Because he tempers his observations with poignant reflections from his own childhood, his writing becomes significantly compelling and the generalities can be somewhat overlooked.

In order to understand Rodriguez’s themes and theories, it becomes important to critically examine his writings. Since much of what he is basing his opinion on is based on his own autobiographical musings, it becomes doubly important that we examine those text references to his childhood.

Perhaps the most important (and poignant) message he states in regards to this is found in the following excerpt: “A primary reason for my success in the class was that I couldn’t forget that schooling was changing me and separating me from my life before I was a student.”

Richard Rodriguez and the Working Class Student

In this quote, we see that Rodriguez clearly considers the home life of a student and the schooling of a student to be two separate worlds that the same individual exists within. In other words, school starts to become a huge preoccupation in a student’s life that involves the encoding and decoding of information.

Since school removes a student from his or her home life and provides various knowledge and experience that is removed from the home life, the student begins to develop an “evolved” personality based on knowledge.

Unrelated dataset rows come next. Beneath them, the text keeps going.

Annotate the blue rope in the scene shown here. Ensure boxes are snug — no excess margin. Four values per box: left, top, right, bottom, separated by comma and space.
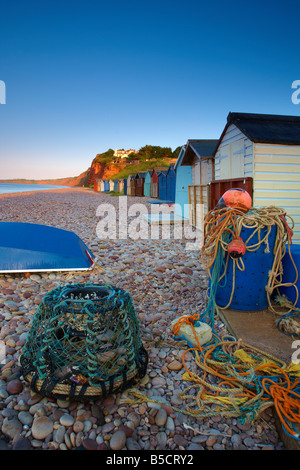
277, 312, 300, 337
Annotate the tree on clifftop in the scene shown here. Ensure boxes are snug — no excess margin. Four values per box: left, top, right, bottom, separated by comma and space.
136, 145, 172, 161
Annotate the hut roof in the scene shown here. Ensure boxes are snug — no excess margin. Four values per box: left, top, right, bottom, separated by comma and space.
213, 112, 300, 156
181, 140, 218, 166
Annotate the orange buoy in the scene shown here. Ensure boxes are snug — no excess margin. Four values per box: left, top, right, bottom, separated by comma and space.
227, 237, 246, 258
216, 188, 252, 213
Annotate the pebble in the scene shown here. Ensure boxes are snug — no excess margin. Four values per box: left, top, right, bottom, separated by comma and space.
126, 437, 142, 450
83, 438, 98, 450
155, 408, 168, 427
110, 430, 126, 450
2, 418, 23, 439
18, 411, 33, 426
59, 414, 74, 427
13, 437, 32, 450
31, 416, 54, 440
6, 379, 23, 395
0, 189, 286, 452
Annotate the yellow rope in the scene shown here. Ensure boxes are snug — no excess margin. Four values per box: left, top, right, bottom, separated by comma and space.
201, 205, 298, 314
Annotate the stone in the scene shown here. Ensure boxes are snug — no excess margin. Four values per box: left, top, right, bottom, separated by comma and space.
167, 360, 182, 371
73, 421, 85, 433
56, 398, 70, 408
13, 437, 32, 450
0, 439, 10, 450
173, 434, 188, 448
231, 433, 242, 449
126, 437, 141, 450
2, 418, 23, 440
53, 426, 66, 444
110, 430, 126, 450
127, 411, 140, 428
155, 408, 168, 427
156, 431, 167, 449
83, 438, 98, 450
206, 435, 217, 447
18, 411, 33, 426
6, 379, 23, 395
31, 416, 54, 440
59, 413, 74, 427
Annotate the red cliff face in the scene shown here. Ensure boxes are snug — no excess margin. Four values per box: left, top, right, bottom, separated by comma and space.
87, 160, 128, 187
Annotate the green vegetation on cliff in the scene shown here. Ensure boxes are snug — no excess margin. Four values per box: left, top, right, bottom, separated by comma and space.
112, 160, 171, 179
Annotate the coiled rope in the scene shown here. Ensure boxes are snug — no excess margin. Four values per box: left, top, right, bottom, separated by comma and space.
170, 205, 300, 440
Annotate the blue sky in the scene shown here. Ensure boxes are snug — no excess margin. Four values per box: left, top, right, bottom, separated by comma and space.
0, 0, 299, 179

In other words, it becomes impossible for the student to develop a home persona and a school persona. If the student takes a strong aptitude in schooling, then the school persona is what will become the dominant, primary personality at the exclusion of the home life.

Rodriguez further develops this concept by drawing comparisons to Hoggart’s ideologies on the difference between home life and schooling with particular attention to how the effects of schooling on a working class child will lead to something of a minor rejection of working class beliefs and values. Hence, a schism from his or her previously respected home life.

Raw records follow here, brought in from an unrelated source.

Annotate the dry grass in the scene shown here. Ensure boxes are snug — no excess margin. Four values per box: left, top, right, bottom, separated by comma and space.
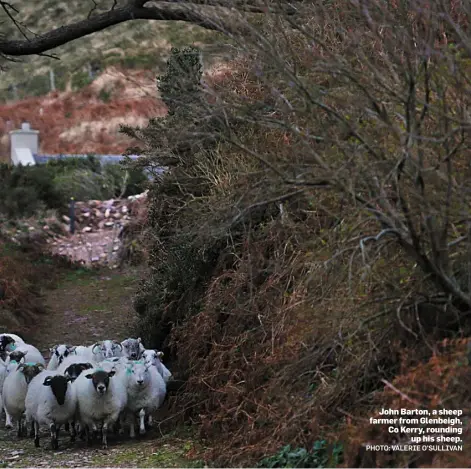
342, 337, 471, 467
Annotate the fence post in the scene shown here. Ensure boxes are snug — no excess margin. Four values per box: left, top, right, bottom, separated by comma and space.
49, 69, 56, 91
69, 197, 75, 234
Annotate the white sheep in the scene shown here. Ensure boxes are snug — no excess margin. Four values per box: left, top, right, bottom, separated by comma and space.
1, 351, 28, 428
95, 358, 124, 373
73, 367, 127, 449
120, 338, 145, 360
74, 342, 106, 363
25, 370, 77, 449
122, 360, 166, 437
4, 342, 45, 367
142, 350, 173, 384
2, 362, 45, 436
0, 334, 26, 361
56, 353, 95, 376
0, 357, 7, 422
47, 344, 77, 370
100, 340, 123, 359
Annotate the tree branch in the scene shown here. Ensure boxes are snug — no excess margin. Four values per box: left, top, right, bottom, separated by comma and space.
0, 1, 248, 57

Rodriguez, paraphrasing Hoggart, notes the following: “The scholarship boy reaches a different conclusion. He can not afford to admire his parents.

He permits himself embarrassment at their lack of education. And to evade the life of nostalgia he has lost, be concentrates on the benefits that education bestows upon him.” In other words, the organic being of the student is transformed into a new identity that rejects the limitations of his prior life and, in part, rejects his parents because they represent the prior stage of his evolution.

Richard Rodriguez and the Working Class

Now, there is some credibility to the argument that Rodriguez is putting forth with this statement. To a certain extent, when one’s education increases and the thinking process evolves, the educated person may find himself or herself with little in common with those whose education has not continued or evolved.

In some cases, this can lead to a schism between children in parents on a host of cultural, social and political issues. In a way, this may backfire on the parents as they desire an educated child who shines, but then wish the child would maintain a thought process or outlook on life that is similar to their own. Of course, this is impossible as the child is drawing an outlook on life based on different experiences.

However, Rodriguez does take his assessment a little bit too far in terms of painting the scholarly student as a tragic anti-hero. Consider the following excerpt:

“He is no fabulous hero, no idealized scholar worker. The scholarship boy  can not reconcile, can not straddle the two great opposing cultures of his life. His success is unromantic and plain. He sits in the classroom and does not offer those sitting besides him no calming reassurance about their own  lives.”

Quite honestly, that is an incredibly nihilistic portrayal of a successful student. In a way, it almost hints that being a successful student is ultimately not successful because what comes with it is harmful psychological baggage.

While this may have been true for Rodriguez based on his own personal experience (his essay is, of course, primarily autobiographical), but it is truly indicative of the experiences of all successful students? In reality, it is probably not.